Mais uma vez, uma cinematografia brilhante, uma excelente banda-sonora, um argumento coeso e preocupado, cheio de pormenores, sem cair nem no excesso nem na falta — no ponto certo.
Realizado por Kim Seong-hun, realizador responsável pelas duas temporadas, e escrito novamente por Kim Eun-hee, autora do argumento da série, conta nos principais papéis com a estrela sul-coreana Jun Ji-hyun como Ashin em adulta ou Park Byeong-eun como Min Chi Rok.
As atuações são sóbrias, mas muito expressivas, sobretudo o papel de Ashin, que vive sobretudo da mutabilidade na fisionomia da personagem à medida que se torna adulta e amargurada.
Um episódio especial que permite matar saudades aos fãs da série, mas trazer para o seu universo aqueles que ainda não viram a série, já que a história funciona perfeitamente sozinha e independente da série.
Começa como prequela e vai aproximando-se da linha temporal da série, explicando, pois, o encontro de Ashin com Seo-bi, que havia partido para Norte à procura das origens da planta.
Todos estes pormenores, aliados ao extremo bom gosto das imagens, o fantástico guarda roupa, o ritual que compõe as conversas entre os vários personagens, frequentemente nas sombras da noite, e até mesmo o facto de não recorrer constantemente ao fantástico como atrativo suculento — fazem de “Ashin of the North” um pequeno oásis de ideias.

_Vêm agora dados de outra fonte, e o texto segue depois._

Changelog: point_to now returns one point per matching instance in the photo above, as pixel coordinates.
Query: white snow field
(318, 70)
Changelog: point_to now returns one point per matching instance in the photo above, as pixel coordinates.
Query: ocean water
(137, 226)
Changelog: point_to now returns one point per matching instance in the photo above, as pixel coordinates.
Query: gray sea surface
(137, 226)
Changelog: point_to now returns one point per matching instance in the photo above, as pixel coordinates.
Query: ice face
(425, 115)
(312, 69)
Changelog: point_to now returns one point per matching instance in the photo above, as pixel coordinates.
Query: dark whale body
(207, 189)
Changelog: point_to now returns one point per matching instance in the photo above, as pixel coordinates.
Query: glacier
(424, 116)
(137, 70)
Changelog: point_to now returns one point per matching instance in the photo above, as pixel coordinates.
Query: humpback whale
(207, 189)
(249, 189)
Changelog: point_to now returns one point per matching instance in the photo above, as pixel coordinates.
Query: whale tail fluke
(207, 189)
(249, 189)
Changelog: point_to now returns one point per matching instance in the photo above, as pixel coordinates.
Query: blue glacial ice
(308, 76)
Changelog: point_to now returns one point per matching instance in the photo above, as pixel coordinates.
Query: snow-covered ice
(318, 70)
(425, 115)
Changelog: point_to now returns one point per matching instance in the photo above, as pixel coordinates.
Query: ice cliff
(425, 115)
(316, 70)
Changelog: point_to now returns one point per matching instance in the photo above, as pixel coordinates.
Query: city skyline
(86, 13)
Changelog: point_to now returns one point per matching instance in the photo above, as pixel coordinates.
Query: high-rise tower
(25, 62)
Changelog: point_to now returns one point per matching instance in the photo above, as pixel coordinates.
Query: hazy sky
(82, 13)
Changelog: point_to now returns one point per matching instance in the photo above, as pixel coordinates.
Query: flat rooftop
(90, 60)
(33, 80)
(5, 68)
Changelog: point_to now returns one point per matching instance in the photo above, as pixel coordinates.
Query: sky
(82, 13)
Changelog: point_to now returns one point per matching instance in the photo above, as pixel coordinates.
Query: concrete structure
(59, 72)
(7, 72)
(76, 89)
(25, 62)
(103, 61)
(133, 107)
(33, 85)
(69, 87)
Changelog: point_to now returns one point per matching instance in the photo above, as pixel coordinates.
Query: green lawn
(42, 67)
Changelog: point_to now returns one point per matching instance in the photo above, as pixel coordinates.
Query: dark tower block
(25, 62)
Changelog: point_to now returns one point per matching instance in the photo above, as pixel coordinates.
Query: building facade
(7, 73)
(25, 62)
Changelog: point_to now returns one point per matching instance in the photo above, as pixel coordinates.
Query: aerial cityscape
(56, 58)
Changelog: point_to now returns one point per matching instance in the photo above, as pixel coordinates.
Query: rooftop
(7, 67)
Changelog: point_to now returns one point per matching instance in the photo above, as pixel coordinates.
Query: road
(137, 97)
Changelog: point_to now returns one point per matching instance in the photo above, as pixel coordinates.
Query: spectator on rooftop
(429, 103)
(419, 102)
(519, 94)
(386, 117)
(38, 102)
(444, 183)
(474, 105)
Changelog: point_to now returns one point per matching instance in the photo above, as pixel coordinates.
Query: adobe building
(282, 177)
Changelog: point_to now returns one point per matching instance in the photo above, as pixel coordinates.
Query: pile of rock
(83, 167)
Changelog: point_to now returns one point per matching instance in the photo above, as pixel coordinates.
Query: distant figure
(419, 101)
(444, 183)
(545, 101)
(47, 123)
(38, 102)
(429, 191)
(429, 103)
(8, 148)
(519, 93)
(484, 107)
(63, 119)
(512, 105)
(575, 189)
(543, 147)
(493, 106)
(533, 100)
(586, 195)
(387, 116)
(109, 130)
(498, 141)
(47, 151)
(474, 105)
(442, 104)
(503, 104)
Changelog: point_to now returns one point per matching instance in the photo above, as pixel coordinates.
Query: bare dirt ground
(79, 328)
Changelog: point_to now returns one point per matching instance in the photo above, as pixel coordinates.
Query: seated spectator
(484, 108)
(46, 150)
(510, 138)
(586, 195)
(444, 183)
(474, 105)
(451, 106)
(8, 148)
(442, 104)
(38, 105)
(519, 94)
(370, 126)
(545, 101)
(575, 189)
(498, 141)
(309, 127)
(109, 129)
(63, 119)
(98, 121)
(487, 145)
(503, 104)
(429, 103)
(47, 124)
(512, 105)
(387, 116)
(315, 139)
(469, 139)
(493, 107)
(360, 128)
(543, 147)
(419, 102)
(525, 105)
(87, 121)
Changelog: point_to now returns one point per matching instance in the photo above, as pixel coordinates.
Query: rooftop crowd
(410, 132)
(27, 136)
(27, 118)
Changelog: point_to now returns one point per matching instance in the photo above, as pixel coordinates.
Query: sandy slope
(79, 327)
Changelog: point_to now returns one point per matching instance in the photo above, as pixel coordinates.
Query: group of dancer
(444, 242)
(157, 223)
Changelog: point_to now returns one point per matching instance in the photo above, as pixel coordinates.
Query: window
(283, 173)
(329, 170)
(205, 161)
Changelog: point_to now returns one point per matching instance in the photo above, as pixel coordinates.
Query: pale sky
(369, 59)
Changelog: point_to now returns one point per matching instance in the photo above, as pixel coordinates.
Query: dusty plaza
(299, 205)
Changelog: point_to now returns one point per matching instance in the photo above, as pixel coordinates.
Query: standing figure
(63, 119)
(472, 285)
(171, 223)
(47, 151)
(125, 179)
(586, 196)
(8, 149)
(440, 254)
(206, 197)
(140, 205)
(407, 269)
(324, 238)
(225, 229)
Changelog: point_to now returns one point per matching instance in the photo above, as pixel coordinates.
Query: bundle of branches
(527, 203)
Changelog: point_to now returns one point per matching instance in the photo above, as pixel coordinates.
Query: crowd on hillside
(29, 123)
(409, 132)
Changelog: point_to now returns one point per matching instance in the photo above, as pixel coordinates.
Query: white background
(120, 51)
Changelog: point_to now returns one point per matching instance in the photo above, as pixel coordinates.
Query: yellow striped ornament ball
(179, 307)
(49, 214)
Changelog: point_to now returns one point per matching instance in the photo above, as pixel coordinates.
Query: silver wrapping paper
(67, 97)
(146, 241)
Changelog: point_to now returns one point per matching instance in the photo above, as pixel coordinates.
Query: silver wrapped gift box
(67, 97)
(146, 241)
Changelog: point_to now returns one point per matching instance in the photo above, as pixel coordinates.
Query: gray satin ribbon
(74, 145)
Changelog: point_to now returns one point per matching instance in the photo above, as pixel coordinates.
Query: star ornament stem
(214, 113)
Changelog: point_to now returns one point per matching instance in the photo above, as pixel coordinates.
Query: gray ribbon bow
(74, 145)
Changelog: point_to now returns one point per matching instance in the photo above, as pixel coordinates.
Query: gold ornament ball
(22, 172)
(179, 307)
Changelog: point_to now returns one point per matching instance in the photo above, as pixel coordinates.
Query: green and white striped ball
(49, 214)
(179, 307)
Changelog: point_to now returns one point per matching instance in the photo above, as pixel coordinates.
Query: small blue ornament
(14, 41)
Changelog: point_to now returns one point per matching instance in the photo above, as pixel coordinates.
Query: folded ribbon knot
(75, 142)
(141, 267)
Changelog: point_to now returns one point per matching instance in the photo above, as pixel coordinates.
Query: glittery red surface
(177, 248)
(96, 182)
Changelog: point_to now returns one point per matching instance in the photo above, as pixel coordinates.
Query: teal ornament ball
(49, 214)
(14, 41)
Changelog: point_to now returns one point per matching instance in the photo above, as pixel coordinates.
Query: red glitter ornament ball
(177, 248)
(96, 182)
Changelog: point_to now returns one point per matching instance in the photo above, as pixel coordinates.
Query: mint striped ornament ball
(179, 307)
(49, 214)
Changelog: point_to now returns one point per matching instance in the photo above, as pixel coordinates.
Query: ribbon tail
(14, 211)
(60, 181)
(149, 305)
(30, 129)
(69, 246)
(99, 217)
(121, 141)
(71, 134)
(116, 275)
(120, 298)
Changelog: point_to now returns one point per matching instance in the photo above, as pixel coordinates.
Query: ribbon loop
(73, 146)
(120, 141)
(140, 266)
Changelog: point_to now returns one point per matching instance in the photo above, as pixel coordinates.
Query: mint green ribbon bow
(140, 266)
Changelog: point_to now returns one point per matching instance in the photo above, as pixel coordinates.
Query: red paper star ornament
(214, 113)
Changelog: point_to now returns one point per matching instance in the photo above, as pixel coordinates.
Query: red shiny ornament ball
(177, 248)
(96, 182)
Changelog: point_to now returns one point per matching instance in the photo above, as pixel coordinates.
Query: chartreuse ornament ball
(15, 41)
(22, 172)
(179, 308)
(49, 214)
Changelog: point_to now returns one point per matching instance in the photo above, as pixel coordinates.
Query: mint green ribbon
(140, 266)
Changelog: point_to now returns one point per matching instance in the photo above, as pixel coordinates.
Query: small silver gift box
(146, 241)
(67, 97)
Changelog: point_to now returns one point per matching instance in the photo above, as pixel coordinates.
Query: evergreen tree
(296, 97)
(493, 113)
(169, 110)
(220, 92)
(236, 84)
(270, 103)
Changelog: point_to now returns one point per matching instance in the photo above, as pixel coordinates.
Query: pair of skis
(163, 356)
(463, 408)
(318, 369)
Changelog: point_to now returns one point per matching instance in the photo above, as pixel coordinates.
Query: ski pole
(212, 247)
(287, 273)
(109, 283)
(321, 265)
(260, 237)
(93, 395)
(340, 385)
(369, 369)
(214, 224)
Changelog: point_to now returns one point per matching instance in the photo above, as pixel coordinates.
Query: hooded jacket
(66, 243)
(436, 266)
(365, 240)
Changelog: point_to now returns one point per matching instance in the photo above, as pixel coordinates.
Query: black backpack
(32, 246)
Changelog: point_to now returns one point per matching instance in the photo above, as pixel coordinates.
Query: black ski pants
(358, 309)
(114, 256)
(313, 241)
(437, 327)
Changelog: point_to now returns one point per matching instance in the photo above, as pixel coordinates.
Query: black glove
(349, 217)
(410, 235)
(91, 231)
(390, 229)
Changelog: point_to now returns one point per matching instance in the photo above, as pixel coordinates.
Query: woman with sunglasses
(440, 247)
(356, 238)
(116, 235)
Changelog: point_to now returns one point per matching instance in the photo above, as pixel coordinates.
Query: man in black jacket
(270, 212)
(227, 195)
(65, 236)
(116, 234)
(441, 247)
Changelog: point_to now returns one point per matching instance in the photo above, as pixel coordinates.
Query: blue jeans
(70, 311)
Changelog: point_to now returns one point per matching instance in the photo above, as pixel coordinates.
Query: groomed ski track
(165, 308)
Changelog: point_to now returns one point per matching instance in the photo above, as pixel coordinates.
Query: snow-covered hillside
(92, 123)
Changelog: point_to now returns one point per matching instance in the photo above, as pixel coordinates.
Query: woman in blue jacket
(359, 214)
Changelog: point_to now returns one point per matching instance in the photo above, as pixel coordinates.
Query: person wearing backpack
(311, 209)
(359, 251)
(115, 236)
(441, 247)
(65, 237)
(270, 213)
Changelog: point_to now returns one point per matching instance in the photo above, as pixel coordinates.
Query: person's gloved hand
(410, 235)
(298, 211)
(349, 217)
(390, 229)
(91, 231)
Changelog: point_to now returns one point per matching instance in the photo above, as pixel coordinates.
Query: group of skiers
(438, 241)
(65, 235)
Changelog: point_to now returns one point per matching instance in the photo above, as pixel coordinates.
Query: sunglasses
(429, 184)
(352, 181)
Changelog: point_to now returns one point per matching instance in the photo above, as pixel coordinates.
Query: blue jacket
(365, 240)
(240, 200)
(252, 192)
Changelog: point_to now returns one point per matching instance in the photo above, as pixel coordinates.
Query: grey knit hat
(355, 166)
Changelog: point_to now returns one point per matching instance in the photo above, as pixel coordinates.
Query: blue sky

Aposta na capacidade dos seus atores mostrarem emoções sem necessariamente as transmitir por palavras, o que lhes confere maior responsabilidade no modo como captam a atenção do espetador — isso encontra-se especialmente exposto no papel de Jun Ji-hyun.
Por tudo isto e ainda mais alguns twists subtil e sabiamente introduzidos na história, “Ashin of the North” é com toda a certeza uma excelente maneira de passar uma hora e meia na companhia de grande entretenimento.